Qu’est-ce qu’un « candidat sérieux ». C’est très simple : c’est un candidat qui a des chances d’être élu, dans les circonstances du moment, avec le « bagage » qui est le sien (dans le cas: sa capacité d’affronter la difficulté des scrutins et, avec cette expérience, de l’emporter ), son adéquation aux attentes des électeurs et au terrain concerné.

Est-ce aux médias de décerner ce brevet ? Radicalement non. Deux sont légitimes au contraire à le faire : l’avis de ces électeurs, le « ressenti » qui est le leur , le vote du parti de l’éventuel candidat.
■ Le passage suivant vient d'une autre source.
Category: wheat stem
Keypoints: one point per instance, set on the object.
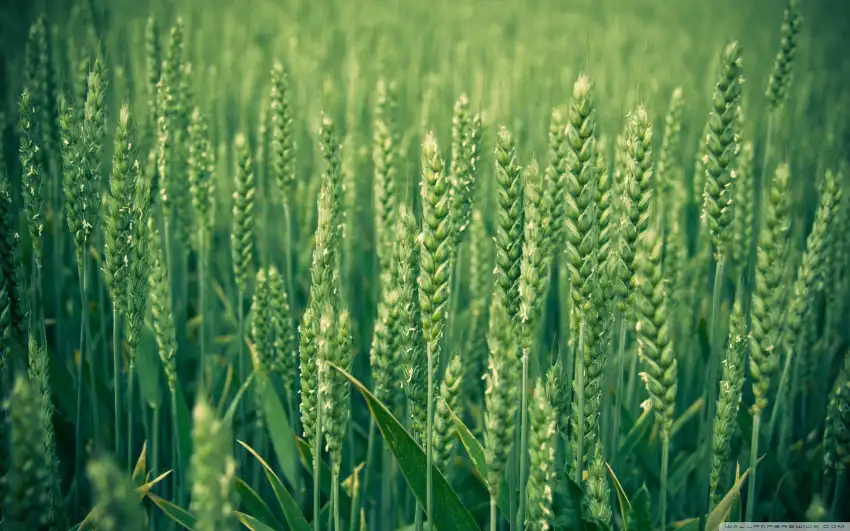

Je ne suis aucunement « une femme d’appareil ». Trop le sont, hommes ou femmes bien évidemment. Mais je crois en la démocratie d’un parti. Il faut pour être désigné et porter l’étiquette de quelque parti que ce soit, bénéficier du vote des militants de ce parti. Pour la négation de ce passage obligé, je me suis exprimée contre la distribution de fiefs et de titres à laquelle s’est adonné Alain Juppé en désignant sa successeure à la Mairie et les candidats aux deux circonscriptions recouvrant l’essentiel de la ville de Bordeaux.

Concernant l’élection municipale de 2020 à Bordeaux, et ma propre éventuelle candidature, j’ai toujours exprimé que ce n’était pas mon objet car je pensais qu’il fallait avoir l’objectif de deux mandats pour se porter candidat à tout scrutin municipal, les réalisations projetées demandant un temps souvent supérieur à 5 ans.
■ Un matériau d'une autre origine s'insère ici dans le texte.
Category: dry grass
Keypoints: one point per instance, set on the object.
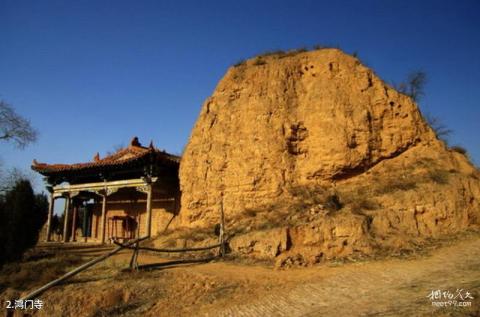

Alain Juppé, je l’avoue, de dix-huit mois mon ainé, m’a appris que je devais mieux appliquer ce que j’ai professé avec beaucoup de foi dans les deux années de mon Ministère. Hors impondérables (et le risque de ceux-ci augmente avec les années), l’âge ne doit être jamais une barrière, moins encore un sujet de discrimination.

Concernant la politique, je crois profondément qu’elle doit reproduire les équilibres de la société. Dans ce domaine plus que dans d’autres, l’âgisme (la glorification des jeunes comme universels modèles et solutions) est une stupidité. En politique, les jeunes ont toute leur place mais en aucun cas ils ne doivent avoir toute la place et y faire la totalité de leur carrière, au risque d’ en dépendre et de voir leurs belles idées s’affadir devant la nécessité de durer.

Aujourd’hui, fortement, clairement, SERIEUSEMENT, j’exprime que si je juge en avoir la force et l’envie, que si je pense comme aujourd’hui être une candidate sérieuse, ayant des chances sérieuses elles aussi de pouvoir réaliser ce sur quoi je m’engagerai, je serai candidate en 2020 à l’élection municipale de Bordeaux.